Hacknet isn't as realistic as NITE Team 4, hand-waving gameplay concepts like local executables running on remote machines; remote code execution requiring cracks on multiple outward-facing services; or notes that use "megabytes" of memory for each line of text (the memory usage is really a thin metaphor for screen space).
But after the tutorial, the game does a good job of glossing over its shaky technobabble, and quickly dives into reading emails, browsing web boards, and exploring filesystems. And those things felt pretty real. By the game's end I'd mostly forgotten its bizarre architectural idiosyncrasies (well, except for text-note memory).

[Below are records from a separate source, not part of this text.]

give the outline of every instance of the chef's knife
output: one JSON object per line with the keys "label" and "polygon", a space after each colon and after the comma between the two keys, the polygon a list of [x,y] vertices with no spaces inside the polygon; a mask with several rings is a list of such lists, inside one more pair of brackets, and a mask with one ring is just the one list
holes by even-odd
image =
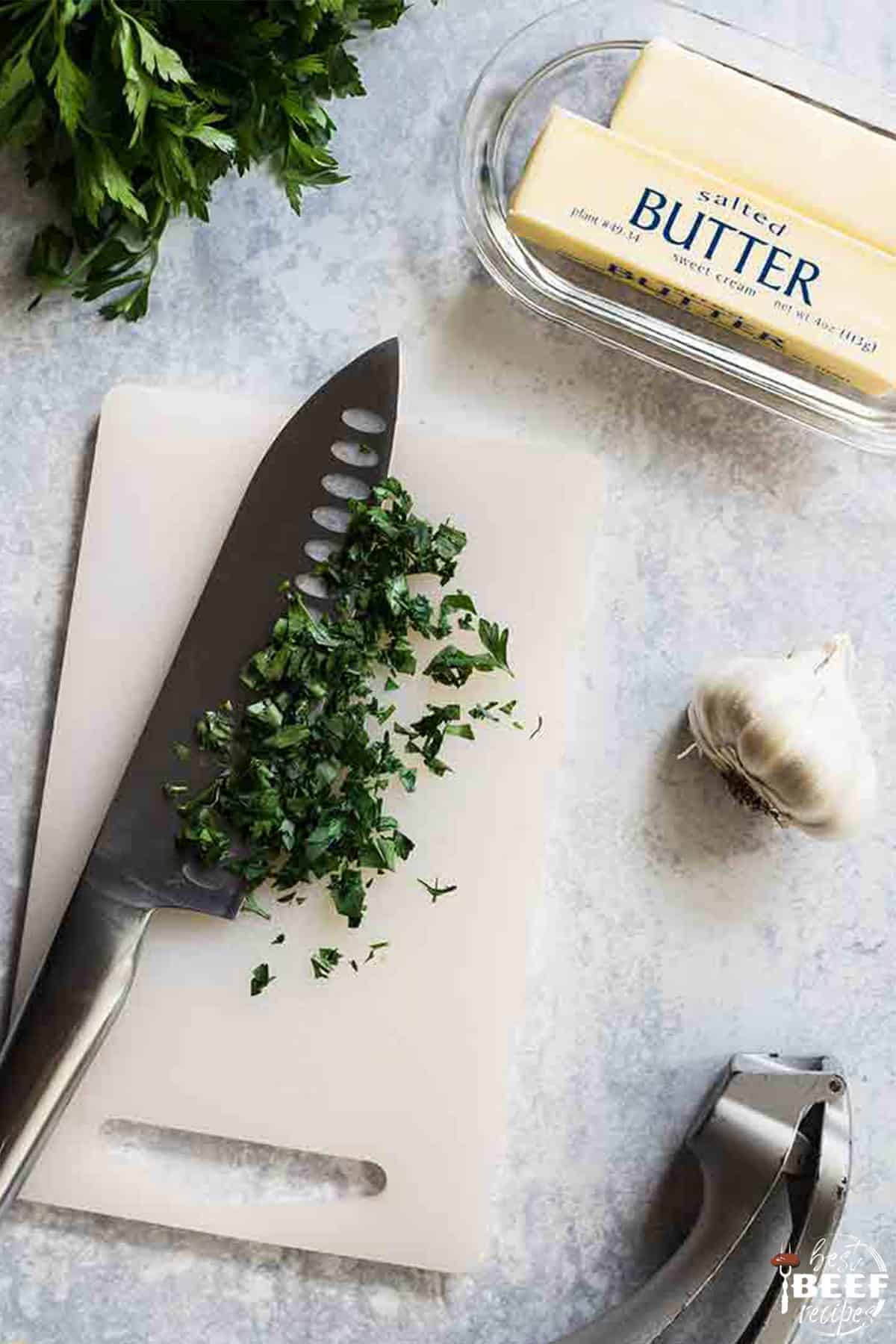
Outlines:
{"label": "chef's knife", "polygon": [[[282,607],[279,582],[339,544],[347,497],[361,497],[387,474],[398,375],[396,340],[336,374],[281,430],[243,496],[0,1055],[0,1212],[118,1016],[153,910],[232,919],[240,909],[232,874],[184,862],[175,845],[177,814],[163,793],[177,765],[173,746],[204,710],[226,699],[239,703],[239,669],[267,642]],[[134,593],[136,602],[150,599]]]}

Unlike many other hacking games, Hacknet doesn't have an upgrade path for your machine, so you can't scale up to running cracks faster or using more of them simultaneously. I was dubious about this at first, but the simplicity really works to Hacknet's benefit: I was never insufficiently equipped for a challenge, and I never got distracted from hacking by watching a currency wallet.
Hacknet's UI isn't perfect, but gets the job done. It stands out that a few controls require clicking, and a few others require typing -- because most controls are both clickable and keyboard-able. Nice! (Having both graphical and text interfaces to all commands is in my "ideal" hacking game vision.)
Hands-down, the worst part of the UI is its node-map of discovered servers, which is impossible to organize and also way too small and crowded. Nodes can partially overlap other nodes, so, that's kinda bad. This would be worse if Hacknet's quests had more backtracking and made you search for long-forgotten connections, but since they usually just throw you at newly-discovered nodes, this UI element is merely an occasional annoyance.
An aspect that Hacknet actually nails, I think, is its balance between nerd culture and drama. Granted, the core story isn't very elaborate; but it's well-paced, following a technological plot without getting lost in the technical details. And it leaves plenty of freely-discoverable files that flesh out the world and its sense of humor, like audio diaries in text form, to be consumed or ignored as one sees fit.
Overall, Hacknet is good enough. The immersiveness is imperfect, the UI is just fine, and the puzzles aren't very ambitious - I was disappointed that the Decypher tool didn't require reverse-engineering its C# algorithm - but everything works moderately well, and it succeeds at stringing together objectives to be compelling, and fun.
Better than: Hacker Evolution, Hackmud, NITE Team 4 (the demo at least), Uplink
Not as good as: my perfect hacking game. ... maybe someday.
The internet-culture humor was amusing: but surely there are more sources than just bash.org? There have to be, right? (Maybe not.)